The dot pitch is the distance between phosphor dots of the same colour on the monitor's screen, expressed in millimetres. The closer together the phosphor dots are, the sharper the monitor's display will be, and the higher the resolution it will be able to clearly display. The maximum resolution a monitor's electronics can accept is, commonly, rather higher than the maximum resolution its phosphors can sharply display.
And such is the case with both SyncMasters, since their viewable areas are the same, and they also have the same dot pitch. Samsung like to quote horizontal dot pitch, which is somewhat misleading. It's the horizontal distance between phosphor dots of the same colour. But the SyncMasters, like most monitors, use equilateral-triangle "dot triads". A dot triad is a red dot, a green dot, and a blue dot - the smallest section of the monitor's face that can accurately display any given colour.
Because of the hexagonal pattern of dots created by the triads, each dot has six neighbour dots of the same colour. They're all the same distance away, but none of them are directly to the left or right. It's easy to see this in this close-up shot of the 900SL's screen:
This photo has been taken with a short exposure, to darken the dots and make the shadow mask gaps between them more obvious. That's a standard Windows mouse pointer, with the monitor set to 1600 by 1200.
Since you can't get from any dot to any of its nearest neighbours of the same colour just by moving horizontally, the horizontal pitch measurement underestimates the real dot pitch of the monitor. The geometry involved's simple enough; if the horizontal component of the dot pitch is, as Samsung say, 0.22mm, then the real dot pitch is a less exciting but still good 0.25mm.
What does this mean? It means that, on the 366 by 275mm absolute maximum display area of the 900SL and 900P, you can fit about 1170 by 880 pixels, before you have more than 1.25 dot triads per pixel, which is the generally agreed point where "somewhat fuzzy" becomes "too fuzzy".
So 1024 by 768 will be sharp, 1280 by 960 will be noticeably fuzzier, and higher resolutions - definitely including the maximum 1600 by 1200 - will be fuzzy enough that individual pixels won't render properly.
The dimensions of the Windows pointer in the above picture are 11 by 19 pixels. It fuzzes its way onto about 36 rows of phosphors; at two dot-rows per triad-row, that's only 18 triads per 19 pixels.
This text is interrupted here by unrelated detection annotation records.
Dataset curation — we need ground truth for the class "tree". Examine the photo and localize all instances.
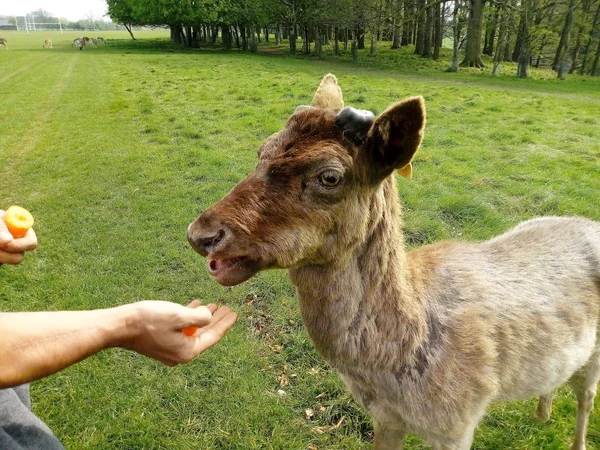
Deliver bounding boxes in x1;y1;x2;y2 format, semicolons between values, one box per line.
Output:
460;0;485;68
106;0;138;40
517;0;531;78
552;0;577;70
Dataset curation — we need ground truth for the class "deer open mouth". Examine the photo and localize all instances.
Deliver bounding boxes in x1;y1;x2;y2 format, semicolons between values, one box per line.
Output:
207;256;261;286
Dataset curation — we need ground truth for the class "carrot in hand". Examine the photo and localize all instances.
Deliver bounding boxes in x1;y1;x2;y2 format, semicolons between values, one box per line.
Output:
4;206;33;239
181;326;198;336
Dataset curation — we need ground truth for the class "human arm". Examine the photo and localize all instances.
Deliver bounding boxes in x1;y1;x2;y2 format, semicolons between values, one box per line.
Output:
0;301;237;388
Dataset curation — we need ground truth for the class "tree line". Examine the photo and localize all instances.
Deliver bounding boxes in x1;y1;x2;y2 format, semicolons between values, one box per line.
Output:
107;0;600;78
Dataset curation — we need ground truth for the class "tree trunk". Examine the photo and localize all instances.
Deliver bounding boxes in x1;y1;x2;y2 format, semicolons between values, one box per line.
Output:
421;0;433;58
369;26;379;56
315;25;321;58
460;0;485;68
510;16;523;62
433;1;446;61
290;21;298;55
240;24;248;52
123;23;136;41
185;25;192;47
579;4;600;75
392;13;402;50
356;25;365;50
302;25;310;54
517;0;531;78
590;39;600;77
558;2;575;80
231;25;241;48
221;25;231;50
448;0;461;72
415;0;427;55
552;0;575;70
483;7;500;56
400;0;413;47
492;0;509;75
569;25;583;74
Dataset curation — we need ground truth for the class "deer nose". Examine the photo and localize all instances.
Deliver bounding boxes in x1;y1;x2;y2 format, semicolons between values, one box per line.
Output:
187;224;226;256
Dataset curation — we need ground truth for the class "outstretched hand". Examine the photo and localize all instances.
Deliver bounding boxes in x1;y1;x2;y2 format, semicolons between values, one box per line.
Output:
120;300;237;366
0;209;37;264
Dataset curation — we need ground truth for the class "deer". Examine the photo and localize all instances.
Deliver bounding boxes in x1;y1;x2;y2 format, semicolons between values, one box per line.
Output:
187;74;600;450
71;38;85;50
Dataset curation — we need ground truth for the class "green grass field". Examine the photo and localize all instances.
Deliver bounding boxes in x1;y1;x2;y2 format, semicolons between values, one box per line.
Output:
0;32;600;450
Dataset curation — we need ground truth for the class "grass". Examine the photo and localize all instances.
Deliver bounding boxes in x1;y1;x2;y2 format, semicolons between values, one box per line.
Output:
0;32;600;449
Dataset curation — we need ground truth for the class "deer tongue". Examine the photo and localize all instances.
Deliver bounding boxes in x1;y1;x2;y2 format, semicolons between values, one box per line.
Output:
208;258;239;273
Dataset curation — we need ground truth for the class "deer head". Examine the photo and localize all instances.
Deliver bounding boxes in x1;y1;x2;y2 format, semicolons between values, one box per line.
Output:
188;74;425;286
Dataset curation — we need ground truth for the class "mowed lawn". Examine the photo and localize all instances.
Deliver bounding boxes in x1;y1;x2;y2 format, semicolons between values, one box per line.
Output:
0;32;600;450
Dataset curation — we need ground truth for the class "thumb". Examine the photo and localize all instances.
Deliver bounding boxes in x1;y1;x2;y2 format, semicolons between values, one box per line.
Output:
0;214;13;245
182;306;212;327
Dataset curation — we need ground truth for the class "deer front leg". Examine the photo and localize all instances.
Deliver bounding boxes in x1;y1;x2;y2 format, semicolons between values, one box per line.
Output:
373;420;406;450
534;392;554;422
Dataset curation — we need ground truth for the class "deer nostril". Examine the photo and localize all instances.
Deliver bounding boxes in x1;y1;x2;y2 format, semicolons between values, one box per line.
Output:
195;229;225;253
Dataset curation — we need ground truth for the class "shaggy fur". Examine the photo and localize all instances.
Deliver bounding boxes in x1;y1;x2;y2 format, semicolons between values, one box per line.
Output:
188;75;600;450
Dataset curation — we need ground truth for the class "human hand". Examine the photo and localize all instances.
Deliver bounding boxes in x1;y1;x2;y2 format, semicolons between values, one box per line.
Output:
119;300;237;366
0;209;37;264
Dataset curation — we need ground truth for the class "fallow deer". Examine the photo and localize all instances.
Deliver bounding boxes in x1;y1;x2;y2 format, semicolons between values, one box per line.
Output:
188;75;600;450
Result: rather severe fuzziness.
The actual number of dot triads on the 900s' screens works out at 1464 by 1100. This, by definition, is the theoretical maximum number of discrete pixels the screen can display. In reality, because the rectangular pixels don't map properly onto the hex array of dots, you use the 1.25 divider to get an idea of the true resolution.
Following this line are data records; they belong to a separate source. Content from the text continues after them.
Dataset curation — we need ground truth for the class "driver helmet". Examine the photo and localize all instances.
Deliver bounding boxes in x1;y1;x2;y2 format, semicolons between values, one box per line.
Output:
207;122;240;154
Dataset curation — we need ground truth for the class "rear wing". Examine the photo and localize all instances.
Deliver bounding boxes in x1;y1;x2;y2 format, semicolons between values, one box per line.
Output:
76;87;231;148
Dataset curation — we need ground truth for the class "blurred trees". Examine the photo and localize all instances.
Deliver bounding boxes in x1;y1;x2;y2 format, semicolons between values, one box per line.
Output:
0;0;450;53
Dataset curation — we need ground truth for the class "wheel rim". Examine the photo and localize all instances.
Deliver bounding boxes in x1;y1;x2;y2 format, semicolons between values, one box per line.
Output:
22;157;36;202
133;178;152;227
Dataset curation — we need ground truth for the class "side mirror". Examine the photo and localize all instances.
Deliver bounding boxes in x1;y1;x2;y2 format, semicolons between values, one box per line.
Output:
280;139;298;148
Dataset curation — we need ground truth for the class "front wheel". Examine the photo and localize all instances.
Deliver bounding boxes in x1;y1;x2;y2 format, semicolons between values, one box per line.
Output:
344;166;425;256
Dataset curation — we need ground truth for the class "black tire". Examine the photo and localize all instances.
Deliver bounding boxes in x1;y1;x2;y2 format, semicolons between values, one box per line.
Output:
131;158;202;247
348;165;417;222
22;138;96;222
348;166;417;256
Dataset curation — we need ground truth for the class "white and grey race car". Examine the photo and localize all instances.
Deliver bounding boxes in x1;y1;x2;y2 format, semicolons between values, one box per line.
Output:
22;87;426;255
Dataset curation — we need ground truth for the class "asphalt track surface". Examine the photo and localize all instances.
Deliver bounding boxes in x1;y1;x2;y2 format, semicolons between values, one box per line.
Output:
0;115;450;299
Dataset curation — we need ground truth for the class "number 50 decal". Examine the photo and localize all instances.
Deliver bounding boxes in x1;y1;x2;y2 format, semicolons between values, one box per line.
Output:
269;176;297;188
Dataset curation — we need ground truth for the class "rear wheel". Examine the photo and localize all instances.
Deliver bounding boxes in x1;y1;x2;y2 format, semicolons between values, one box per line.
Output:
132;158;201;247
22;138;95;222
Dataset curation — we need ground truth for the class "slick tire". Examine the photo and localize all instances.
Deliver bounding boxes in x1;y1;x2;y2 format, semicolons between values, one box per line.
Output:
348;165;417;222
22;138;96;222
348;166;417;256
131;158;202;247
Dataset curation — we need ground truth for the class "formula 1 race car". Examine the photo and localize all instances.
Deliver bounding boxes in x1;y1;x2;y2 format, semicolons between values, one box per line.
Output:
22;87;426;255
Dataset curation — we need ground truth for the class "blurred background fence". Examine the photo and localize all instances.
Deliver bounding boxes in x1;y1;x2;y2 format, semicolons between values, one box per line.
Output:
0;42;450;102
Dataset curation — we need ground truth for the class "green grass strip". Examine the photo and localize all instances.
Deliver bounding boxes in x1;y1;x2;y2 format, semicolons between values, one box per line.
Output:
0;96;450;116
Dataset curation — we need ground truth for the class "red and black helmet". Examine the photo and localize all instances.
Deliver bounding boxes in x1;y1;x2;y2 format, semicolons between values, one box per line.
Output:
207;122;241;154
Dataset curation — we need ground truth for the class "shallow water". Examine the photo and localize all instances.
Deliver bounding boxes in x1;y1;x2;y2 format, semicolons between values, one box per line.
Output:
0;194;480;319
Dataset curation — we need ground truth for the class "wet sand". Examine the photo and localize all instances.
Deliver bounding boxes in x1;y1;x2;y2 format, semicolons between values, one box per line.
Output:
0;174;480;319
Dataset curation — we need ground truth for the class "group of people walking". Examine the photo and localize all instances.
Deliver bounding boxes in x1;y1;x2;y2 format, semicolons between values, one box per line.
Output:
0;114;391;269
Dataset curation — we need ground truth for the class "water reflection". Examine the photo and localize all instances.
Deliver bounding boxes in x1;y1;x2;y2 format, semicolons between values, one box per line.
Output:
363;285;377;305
All this doesn't make the higher resolutions useless, of course. 3D games look fabulous in super-high resolutions, provided of course that you've got the godlike graphics card needed to shift the amazing amounts of data required for high resolution, high frame rate 3D graphics.
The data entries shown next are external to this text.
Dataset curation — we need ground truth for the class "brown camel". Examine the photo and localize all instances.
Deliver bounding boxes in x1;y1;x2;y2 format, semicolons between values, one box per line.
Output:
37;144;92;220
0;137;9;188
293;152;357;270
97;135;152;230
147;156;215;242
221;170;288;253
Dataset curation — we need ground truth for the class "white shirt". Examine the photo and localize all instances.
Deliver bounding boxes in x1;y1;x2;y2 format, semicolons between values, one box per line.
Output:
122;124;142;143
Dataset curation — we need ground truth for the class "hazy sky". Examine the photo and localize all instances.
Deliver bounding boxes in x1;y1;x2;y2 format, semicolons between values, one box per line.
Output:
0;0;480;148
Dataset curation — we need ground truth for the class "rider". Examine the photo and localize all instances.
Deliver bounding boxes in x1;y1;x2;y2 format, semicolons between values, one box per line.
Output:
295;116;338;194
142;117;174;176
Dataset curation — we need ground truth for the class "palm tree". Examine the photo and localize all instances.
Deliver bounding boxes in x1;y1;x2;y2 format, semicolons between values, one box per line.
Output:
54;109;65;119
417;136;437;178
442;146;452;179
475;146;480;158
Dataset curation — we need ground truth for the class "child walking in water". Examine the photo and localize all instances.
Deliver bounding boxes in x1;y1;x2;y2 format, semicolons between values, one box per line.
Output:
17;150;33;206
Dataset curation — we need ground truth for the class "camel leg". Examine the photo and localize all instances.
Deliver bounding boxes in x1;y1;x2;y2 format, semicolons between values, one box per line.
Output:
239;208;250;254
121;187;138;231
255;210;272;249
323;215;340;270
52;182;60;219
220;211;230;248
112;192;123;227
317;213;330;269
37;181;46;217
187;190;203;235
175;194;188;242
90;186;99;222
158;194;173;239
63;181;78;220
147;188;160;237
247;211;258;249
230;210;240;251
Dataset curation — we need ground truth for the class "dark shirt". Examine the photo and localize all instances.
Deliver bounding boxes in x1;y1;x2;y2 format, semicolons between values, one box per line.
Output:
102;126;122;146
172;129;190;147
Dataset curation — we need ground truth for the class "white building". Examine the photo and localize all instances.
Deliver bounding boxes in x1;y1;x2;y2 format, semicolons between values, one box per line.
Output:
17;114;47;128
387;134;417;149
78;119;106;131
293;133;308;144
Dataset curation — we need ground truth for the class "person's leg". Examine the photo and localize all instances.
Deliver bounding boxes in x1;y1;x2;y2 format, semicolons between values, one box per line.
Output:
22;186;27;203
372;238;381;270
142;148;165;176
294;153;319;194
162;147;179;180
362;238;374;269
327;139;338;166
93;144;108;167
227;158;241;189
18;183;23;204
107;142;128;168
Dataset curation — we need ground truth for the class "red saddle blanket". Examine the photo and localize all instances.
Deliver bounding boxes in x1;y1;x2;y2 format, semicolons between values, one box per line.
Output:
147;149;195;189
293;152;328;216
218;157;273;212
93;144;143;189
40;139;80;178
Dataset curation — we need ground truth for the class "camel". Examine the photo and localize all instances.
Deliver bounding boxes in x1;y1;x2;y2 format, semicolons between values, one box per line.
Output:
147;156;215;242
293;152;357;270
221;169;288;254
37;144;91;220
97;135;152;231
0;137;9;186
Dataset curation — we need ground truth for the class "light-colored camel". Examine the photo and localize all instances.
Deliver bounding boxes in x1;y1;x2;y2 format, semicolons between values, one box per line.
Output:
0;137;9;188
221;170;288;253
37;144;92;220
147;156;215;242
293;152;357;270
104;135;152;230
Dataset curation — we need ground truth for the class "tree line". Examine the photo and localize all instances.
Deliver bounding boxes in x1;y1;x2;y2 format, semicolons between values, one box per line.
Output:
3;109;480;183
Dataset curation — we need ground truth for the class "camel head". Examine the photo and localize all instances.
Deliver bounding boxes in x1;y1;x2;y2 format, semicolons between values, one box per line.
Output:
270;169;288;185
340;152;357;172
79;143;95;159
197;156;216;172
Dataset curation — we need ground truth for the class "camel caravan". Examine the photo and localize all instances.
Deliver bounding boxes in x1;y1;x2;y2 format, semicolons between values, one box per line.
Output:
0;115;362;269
But please don't do the standard newbie-big-monitor-owner trick of selecting some monstrous resolution for normal day-to-day computing, just because your monitor and video card can support it. You'll either give yourself migraines trying to read teeny, fuzzy text, or be forced to defeat the purpose of the exercise by winding up your font size.
The SyncMaster 900P's a quite nice screen. I wouldn't object to being made to use one all day. But there are many other monitors as good, or better.
The 900SL, on the other hand, combines a daintier footprint and slightly lower price with somewhat better image quality. Unless you really, really dig the 900P's funky slide-out control panel, the choice is clear.
How good is the 900SL?
Well, I bought one.
With actual money.
They didn't give it to me for nothing. I paid.
If you knew me, this fact would really impress you.